Bar Recanto Novo
(Parte 1)
Recanto significa canto afastado, retirado, menos à vista,
esconderijo, e daí o fato dos botecos serem, quase todos, mau iluminados,
cheirando à llingüiça, ovos cozidos, torresmo e
a... azedo do indefectível mictório.
Lugar da pinga, da “mardita” com a qual muitos “matam o
bicho” e todas as coisas que o comum dos mortais não consegue lidar, a começar
consigo próprios.
Se você passa por uma porta aberta de um salão escuro, sem
nome de identificação, e se depara com um cachorro coçando pulgas sob a soleira
de entrada, pode identificar como um destes “esconderijos” de pequenos e grandes pecados.
Suas vistas precisarão se acostumar com o breu para ver o que ali se encontra.
Encostado ao balcão, alguém resmunga ao outro o seu mal-estar
para com a vida. Dize-o sob a profundidade do palco de luz bruxuleante, e se
der bobeira, é provável que te convide para “tomar uma”, beber do mesmo fogo. A tirar por que o ouve, imagine-se com
cara de cachorrão e de olhos mortiços qual o de sardinha frita.

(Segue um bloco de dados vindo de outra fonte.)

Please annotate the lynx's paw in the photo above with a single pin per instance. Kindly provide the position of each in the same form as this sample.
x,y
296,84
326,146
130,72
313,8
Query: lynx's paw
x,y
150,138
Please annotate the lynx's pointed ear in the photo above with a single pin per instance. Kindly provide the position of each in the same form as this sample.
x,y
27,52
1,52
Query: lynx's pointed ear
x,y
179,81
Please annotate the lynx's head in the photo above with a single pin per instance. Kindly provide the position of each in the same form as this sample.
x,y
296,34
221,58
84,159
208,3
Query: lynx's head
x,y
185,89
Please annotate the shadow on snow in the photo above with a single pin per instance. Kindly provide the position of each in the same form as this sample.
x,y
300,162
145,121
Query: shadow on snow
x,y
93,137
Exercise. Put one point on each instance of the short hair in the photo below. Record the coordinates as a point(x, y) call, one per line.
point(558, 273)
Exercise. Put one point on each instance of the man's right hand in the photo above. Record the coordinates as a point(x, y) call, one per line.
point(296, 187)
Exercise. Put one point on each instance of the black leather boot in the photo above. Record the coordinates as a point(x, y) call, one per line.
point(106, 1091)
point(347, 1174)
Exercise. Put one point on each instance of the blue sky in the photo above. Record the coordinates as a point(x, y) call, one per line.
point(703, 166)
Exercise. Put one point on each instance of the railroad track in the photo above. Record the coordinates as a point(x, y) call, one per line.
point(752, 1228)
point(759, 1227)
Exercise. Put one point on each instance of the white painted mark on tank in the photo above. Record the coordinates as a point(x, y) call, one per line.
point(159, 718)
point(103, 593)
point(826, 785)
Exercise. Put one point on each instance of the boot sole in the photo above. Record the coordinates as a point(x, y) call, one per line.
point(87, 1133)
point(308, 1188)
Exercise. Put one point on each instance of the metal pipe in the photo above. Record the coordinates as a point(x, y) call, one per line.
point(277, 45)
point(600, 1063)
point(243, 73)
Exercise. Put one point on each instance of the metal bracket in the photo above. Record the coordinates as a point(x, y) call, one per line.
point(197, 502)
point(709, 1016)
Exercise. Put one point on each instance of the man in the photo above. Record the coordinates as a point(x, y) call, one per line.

Do outro lado do balcão, não será difícil ver aquele que, num
extremo de delicadeza, nem tira o palito de dente do canto da boca ao bebericar
a “branquinha”, a maldita. Depois se arrepia todo. A culpa é dela, né?!, deve ser, e depois joga no chão um
pouco do aguardente para o santo. Pra quem tiver curiosidade para saber do santo
protetor destes, basta imaginar.
De repente um gigante toma conta da porta de entrada e o
boteco fica ainda mais escuro. Quem salivava a pinga dentro da boca não ousa
engoli-la. Só se vê o branco de olhos sobressaltados. Econômico nas palavras, o
brutamonte não faz questão de saudar seus comparsas da “aguardência”. No lugar
de “bom dia”, apenas diz a última sílaba “dia”, seca, entre os dentes escuros, avisando
que apenas está marcando presença, e que veio pra beber não pra conversar.
O mais fraquinho dos convivas, um magrinho cozido pela
pinga, e com a barriga pronunciando cerveja, reverencia o grandão com a cabeça,
mas no canto da boca e nos olhos emendados à sobrancelha, sorri com mil
demônios, os ditos cujos a quem chamam de santo. E assim ele responde o
cumprimento:
- Diabão (leia-se dia bom),
mas não se engane, é mesmo o “coisa-ruim”.
Outro dia eu continuo esta crônica, a Parte 2.